AK Steel, one of Southwest Ohio's largest employers, will likely be acquired by a Cleveland company known for ore production, officials with Cleveland-Cliffs Inc. announced today.

Cleveland Cliffs, the nation's largest producer of iron ore pellets, is seeking to acquire the local company in a deal believed to be worth roughly $3 billion. 

AK Steel, founded in Middletown in 1899 as the American Rolling Mill Company, still maintains much of its production at a large facility in the city. Its corporate offices are in nearby West Chester. Those offices and a research and innovation center AK runs in Middletown will remain open following the merger, Cliffs officials say.

AK employs 2,400 locally and reported $6.8 billion in revenue last year. It is a leading producer of stainless and electrical steel, as well as flat-rolled carbon steel used in everything from HVAC systems to automotive applications. 
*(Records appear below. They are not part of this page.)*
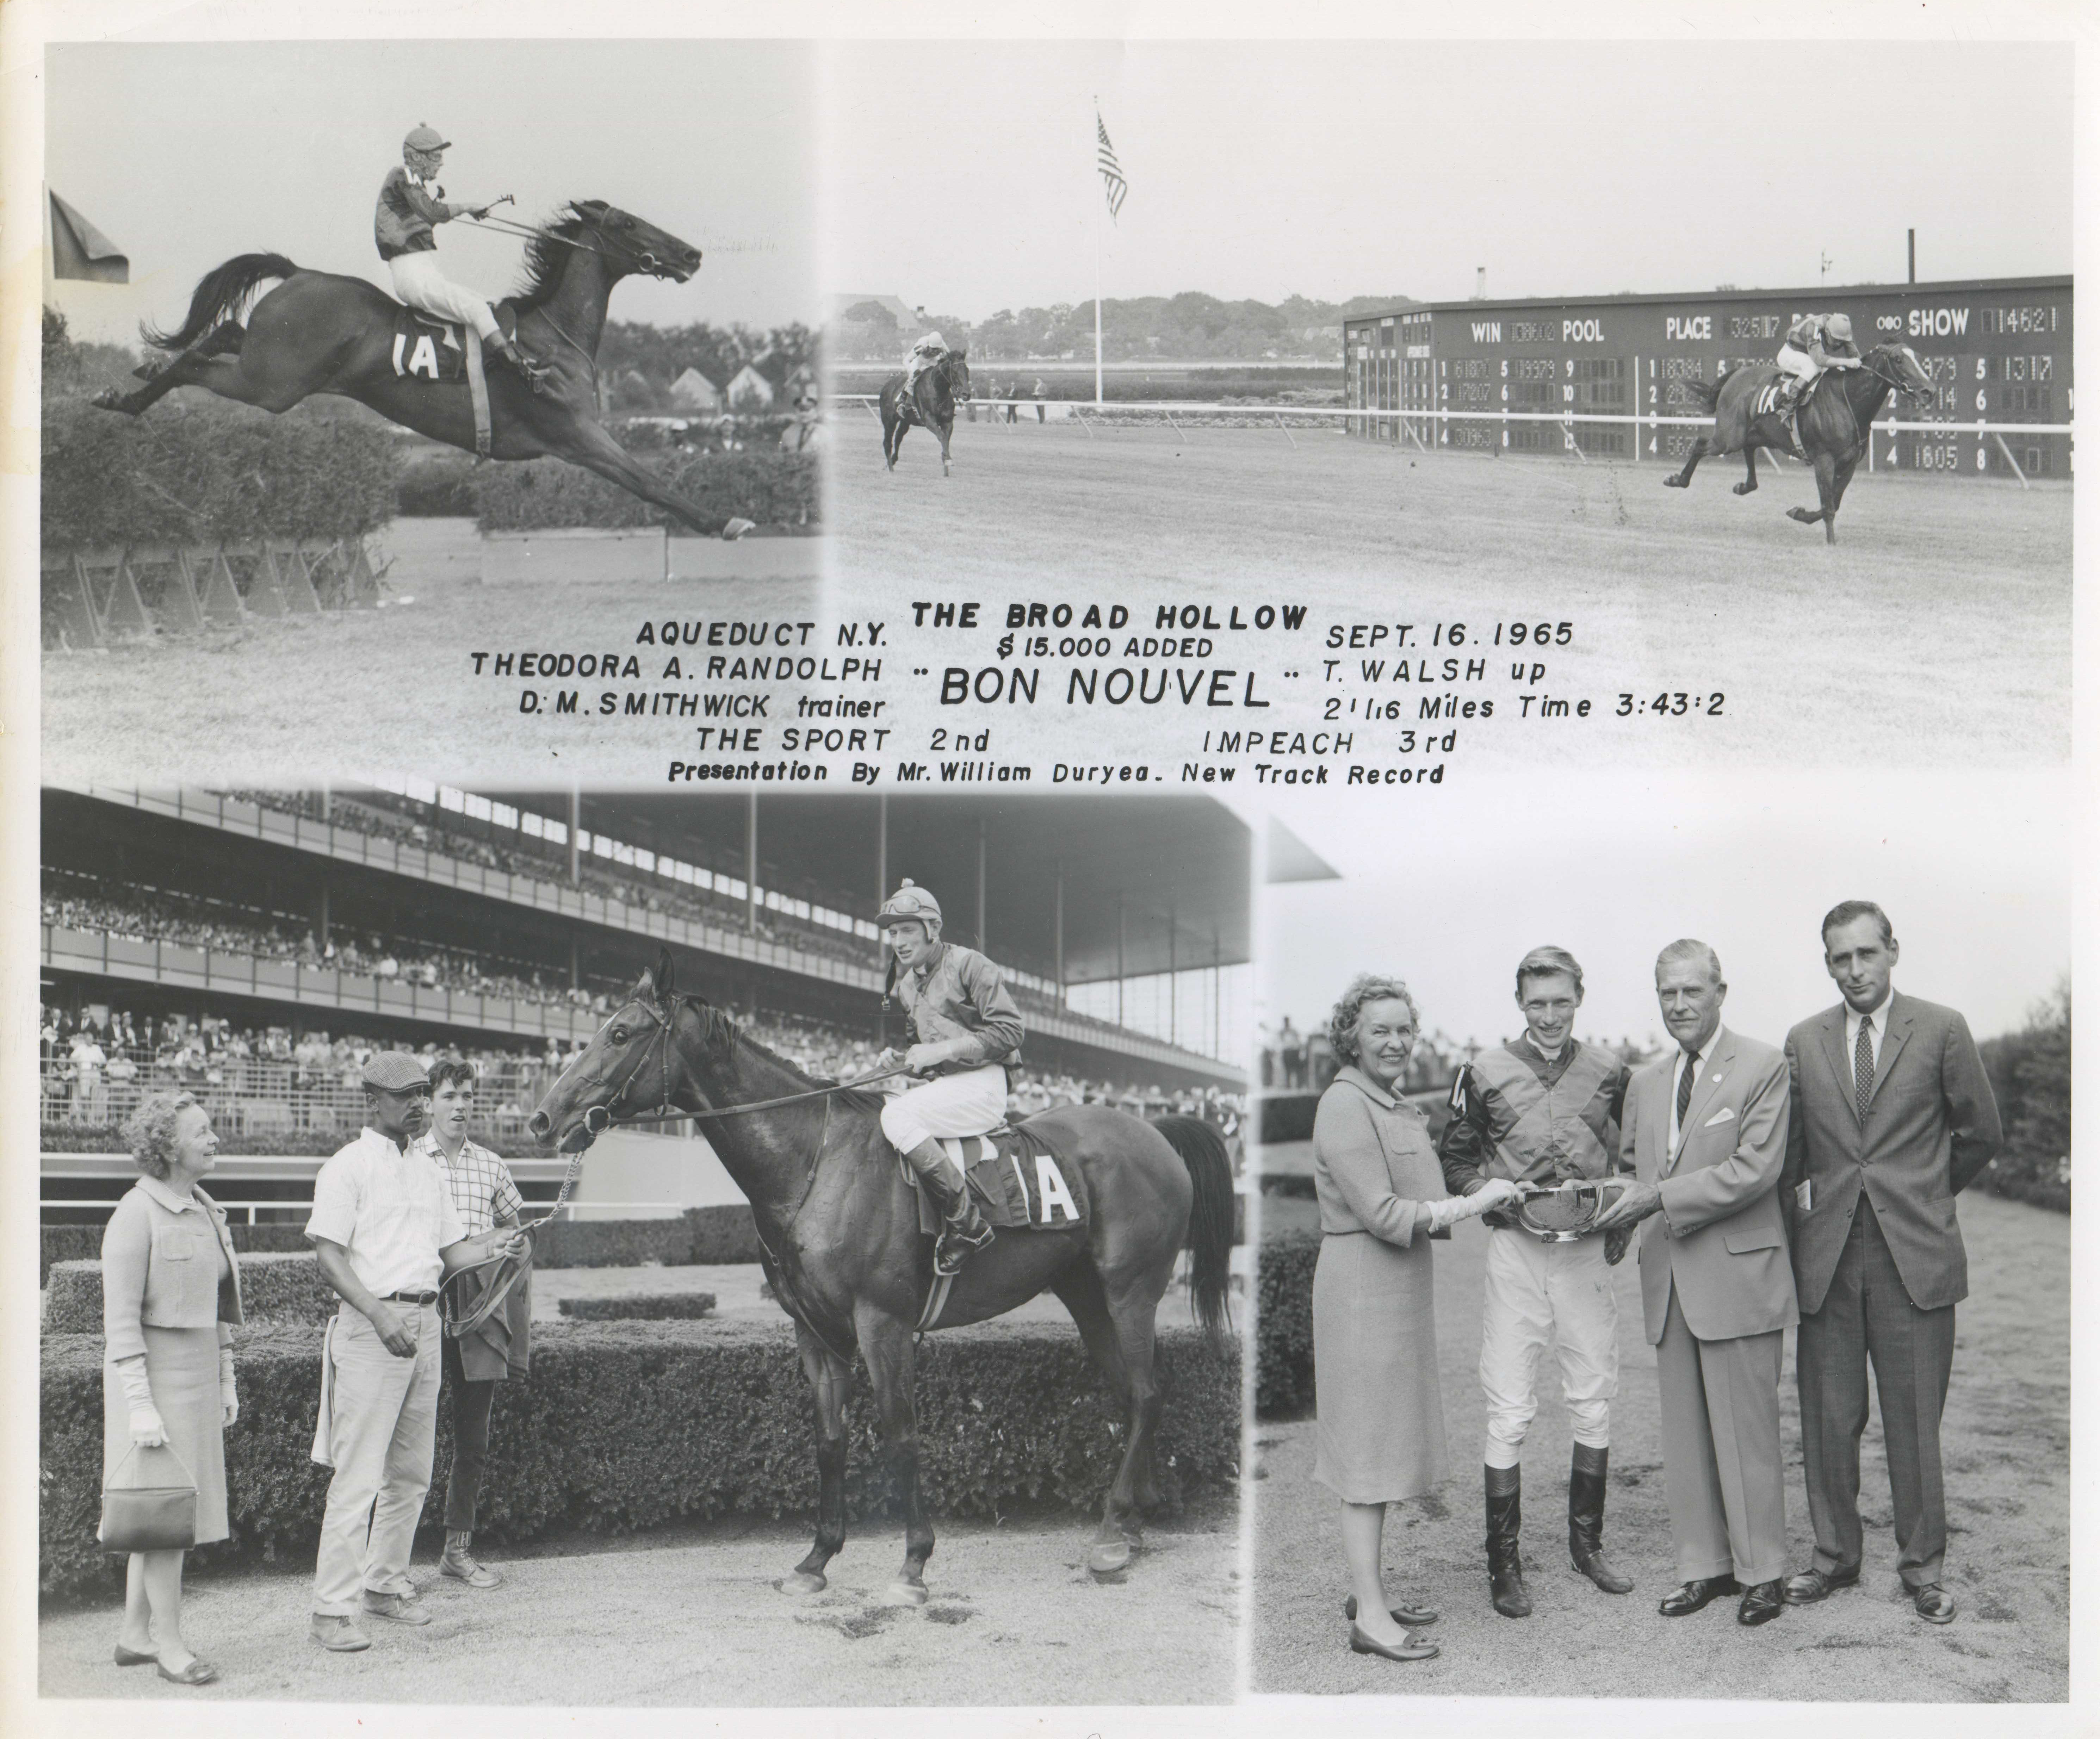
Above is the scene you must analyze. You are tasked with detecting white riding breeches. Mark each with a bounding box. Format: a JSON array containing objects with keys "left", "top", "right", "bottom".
[
  {"left": 879, "top": 1063, "right": 1009, "bottom": 1168},
  {"left": 1478, "top": 1225, "right": 1619, "bottom": 1467},
  {"left": 1774, "top": 343, "right": 1820, "bottom": 387},
  {"left": 390, "top": 252, "right": 500, "bottom": 341}
]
"We are excited to be able to deliver real value to the shareholders of both Cliffs and AK Steel through a value enhancing and leverage-neutral transaction," Cliffs CEO Lourenco Goncalves said in a statement today. "By combining the best-in-class quality of AK Steel's assets and its enviable product mix with Cliffs' debt profile and proven management team, we are creating a premier North American company, self-sufficient in iron ore pellets and geared toward high value-added steel products."

As part of the deal, Cliffs will assume AK's $2.1 billion in debt. A news release from the company didn't spell out potential employment changes but did suggest Cliffs will make roughly $120 million in cost cuts mostly by eliminating corporate redundancies and achieving greater supply chain efficiencies. 
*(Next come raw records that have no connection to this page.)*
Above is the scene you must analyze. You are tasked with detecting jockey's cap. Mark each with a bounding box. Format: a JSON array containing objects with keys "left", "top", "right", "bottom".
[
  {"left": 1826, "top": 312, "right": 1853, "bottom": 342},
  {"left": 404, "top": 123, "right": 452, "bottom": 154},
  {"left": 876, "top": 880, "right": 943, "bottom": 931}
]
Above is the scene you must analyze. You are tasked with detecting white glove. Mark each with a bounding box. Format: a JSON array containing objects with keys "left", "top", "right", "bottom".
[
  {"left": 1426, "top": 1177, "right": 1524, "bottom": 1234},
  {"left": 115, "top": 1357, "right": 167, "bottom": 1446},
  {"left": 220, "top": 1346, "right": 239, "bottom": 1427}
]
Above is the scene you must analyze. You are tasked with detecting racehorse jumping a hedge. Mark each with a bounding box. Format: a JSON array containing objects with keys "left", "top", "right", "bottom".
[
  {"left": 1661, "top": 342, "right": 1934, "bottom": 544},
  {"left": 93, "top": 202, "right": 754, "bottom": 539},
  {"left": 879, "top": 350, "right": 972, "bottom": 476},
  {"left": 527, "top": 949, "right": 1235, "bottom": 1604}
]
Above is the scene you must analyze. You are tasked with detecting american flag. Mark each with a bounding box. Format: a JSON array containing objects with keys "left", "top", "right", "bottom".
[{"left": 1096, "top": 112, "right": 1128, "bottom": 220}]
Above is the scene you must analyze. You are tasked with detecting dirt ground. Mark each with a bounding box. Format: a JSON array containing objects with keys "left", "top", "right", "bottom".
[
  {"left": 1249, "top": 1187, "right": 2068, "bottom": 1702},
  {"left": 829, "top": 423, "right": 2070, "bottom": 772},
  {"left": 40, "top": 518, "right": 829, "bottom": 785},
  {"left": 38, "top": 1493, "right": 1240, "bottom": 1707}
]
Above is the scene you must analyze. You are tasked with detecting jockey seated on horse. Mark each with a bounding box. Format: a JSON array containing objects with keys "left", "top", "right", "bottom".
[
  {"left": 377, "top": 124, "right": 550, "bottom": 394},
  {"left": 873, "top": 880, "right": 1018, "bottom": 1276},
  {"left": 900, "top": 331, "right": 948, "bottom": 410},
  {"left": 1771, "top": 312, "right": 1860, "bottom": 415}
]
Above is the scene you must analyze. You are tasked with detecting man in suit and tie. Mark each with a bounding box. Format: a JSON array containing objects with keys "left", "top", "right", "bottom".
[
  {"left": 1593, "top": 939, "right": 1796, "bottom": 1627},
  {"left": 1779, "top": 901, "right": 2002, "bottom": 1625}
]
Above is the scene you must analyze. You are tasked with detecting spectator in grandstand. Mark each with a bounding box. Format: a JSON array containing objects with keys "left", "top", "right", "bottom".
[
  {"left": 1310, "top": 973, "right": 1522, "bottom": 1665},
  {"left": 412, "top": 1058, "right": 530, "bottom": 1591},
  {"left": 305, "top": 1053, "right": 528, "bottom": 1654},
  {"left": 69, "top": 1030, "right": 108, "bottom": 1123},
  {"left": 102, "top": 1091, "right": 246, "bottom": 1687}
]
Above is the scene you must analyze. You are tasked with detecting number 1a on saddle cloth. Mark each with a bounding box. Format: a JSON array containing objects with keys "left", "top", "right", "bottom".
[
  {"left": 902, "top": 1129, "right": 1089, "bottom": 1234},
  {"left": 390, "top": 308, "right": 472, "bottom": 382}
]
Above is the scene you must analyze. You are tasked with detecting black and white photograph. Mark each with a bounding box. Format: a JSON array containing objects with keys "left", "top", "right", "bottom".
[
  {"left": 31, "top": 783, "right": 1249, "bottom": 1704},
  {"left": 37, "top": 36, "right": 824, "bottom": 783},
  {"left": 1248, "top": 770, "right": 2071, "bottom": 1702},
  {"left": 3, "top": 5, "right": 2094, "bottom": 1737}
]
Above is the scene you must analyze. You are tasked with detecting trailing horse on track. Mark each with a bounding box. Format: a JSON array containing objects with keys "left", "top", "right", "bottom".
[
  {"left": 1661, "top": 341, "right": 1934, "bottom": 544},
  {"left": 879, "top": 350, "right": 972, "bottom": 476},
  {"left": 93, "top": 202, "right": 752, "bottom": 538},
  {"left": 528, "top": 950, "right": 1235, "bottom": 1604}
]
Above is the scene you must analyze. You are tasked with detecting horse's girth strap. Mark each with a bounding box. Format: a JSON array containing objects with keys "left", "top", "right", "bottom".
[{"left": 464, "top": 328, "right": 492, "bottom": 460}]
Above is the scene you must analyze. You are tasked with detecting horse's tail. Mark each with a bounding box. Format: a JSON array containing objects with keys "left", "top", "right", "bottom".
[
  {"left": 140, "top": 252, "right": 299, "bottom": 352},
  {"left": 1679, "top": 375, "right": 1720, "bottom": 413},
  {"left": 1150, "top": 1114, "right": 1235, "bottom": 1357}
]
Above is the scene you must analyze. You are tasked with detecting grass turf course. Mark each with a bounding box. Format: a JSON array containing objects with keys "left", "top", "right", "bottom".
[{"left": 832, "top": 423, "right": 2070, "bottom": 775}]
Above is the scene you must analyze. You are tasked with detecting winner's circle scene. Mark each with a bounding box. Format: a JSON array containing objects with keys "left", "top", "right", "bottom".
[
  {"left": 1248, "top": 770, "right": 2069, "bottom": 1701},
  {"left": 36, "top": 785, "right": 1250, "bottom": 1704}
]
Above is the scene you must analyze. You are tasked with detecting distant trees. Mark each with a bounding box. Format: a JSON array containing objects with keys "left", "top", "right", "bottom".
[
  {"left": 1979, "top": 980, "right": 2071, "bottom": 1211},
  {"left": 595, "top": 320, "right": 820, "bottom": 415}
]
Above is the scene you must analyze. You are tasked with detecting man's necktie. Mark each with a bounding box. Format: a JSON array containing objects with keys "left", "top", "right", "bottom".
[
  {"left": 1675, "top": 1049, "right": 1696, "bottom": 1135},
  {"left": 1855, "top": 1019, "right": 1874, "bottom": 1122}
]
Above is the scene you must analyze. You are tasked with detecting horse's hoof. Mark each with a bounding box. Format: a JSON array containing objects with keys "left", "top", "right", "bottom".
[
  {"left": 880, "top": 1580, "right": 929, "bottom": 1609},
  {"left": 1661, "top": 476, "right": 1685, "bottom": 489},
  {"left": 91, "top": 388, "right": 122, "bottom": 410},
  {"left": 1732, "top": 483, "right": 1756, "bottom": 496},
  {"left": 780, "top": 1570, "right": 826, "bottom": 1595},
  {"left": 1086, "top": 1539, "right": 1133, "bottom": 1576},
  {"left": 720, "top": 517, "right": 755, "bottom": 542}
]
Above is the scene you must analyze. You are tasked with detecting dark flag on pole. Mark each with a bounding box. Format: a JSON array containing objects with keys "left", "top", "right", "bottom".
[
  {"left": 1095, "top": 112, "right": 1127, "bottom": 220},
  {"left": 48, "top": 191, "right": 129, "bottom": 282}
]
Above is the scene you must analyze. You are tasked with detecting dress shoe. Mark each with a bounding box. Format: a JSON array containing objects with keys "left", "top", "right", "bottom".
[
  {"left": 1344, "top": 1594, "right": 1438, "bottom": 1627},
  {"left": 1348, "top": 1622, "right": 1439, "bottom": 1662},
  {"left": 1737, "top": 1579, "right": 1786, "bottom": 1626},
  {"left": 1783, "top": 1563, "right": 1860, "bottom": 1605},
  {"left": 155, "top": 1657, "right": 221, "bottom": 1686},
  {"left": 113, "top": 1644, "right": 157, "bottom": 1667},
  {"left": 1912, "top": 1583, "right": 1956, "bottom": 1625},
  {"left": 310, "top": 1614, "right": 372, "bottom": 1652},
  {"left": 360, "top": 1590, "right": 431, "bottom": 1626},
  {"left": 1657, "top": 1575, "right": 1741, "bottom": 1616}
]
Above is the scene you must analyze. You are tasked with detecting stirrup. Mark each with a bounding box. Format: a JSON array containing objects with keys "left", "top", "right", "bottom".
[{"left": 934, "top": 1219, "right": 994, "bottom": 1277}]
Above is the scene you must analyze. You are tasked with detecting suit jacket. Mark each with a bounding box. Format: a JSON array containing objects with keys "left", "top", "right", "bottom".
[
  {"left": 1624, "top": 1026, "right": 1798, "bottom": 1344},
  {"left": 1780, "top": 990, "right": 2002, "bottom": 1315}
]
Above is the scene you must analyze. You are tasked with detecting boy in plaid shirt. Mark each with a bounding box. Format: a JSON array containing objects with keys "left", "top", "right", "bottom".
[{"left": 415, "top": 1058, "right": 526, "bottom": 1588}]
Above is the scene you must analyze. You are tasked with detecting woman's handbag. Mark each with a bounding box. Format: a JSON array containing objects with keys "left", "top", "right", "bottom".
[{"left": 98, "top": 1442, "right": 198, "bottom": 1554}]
AK Steel's shareholders will receive .4 shares of Cliffs for each AK Steel share they own, and AK shareholders will end up with 32 percent of the shares of the company compared to the 68 percent that will be held by Cliffs shareholders. 

As part of the merger, AK Steel CEO Roger Newport will retire, with Goncalves heading the combined companies.
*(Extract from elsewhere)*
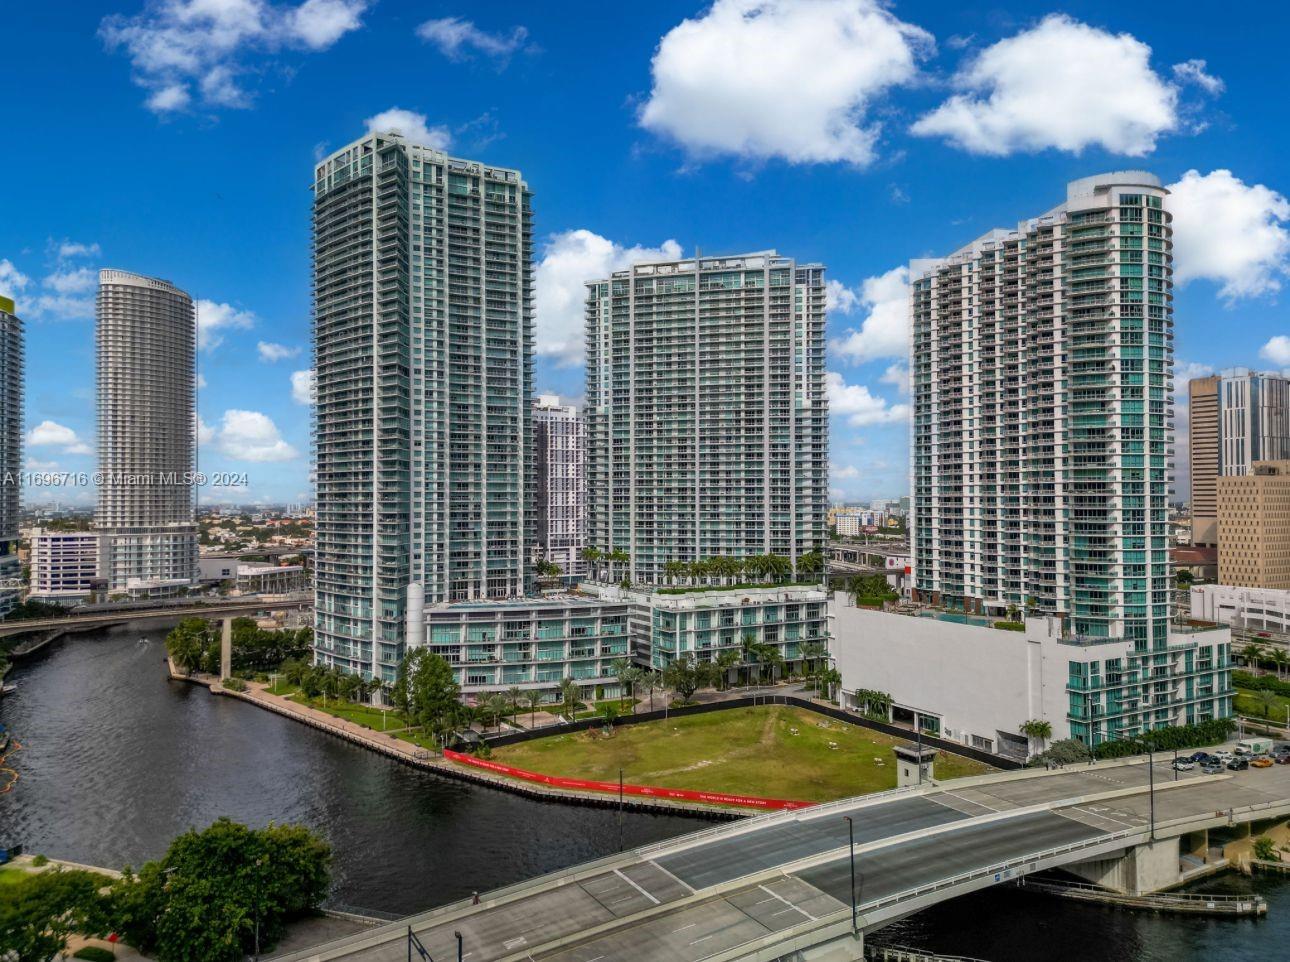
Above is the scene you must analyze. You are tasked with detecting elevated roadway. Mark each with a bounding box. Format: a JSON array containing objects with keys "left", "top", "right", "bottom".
[
  {"left": 0, "top": 594, "right": 311, "bottom": 641},
  {"left": 277, "top": 755, "right": 1290, "bottom": 962}
]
"We believe this transaction is a compelling opportunity for AK Steel shareholders to participate in the substantial upside potential of what will be a premier vertically integrated producer of value-added iron ore and steel products with significant scale and diversification," Newport said in a statement. "Our shareholders will benefit from exposure to a larger, more diversified company that is better positioned to capitalize on growth opportunities." 

The boards of both AK Steel and Cliffs have approved the deal. Shareholders and federal regulators must also give the green light before the merger is final. Should they do so, the deal is expected to close by summer next year.

Not everyone is sold on the deal. Shareholder rights law firm Johnston Fistel, LLP said today in a news release that it is investigating the proposal to ascertain if AK's board did due diligence on alternatives to letting the company be acquired by Cliffs and whether they secured the best price for AK's shares under Cliffs' plan to purchase it.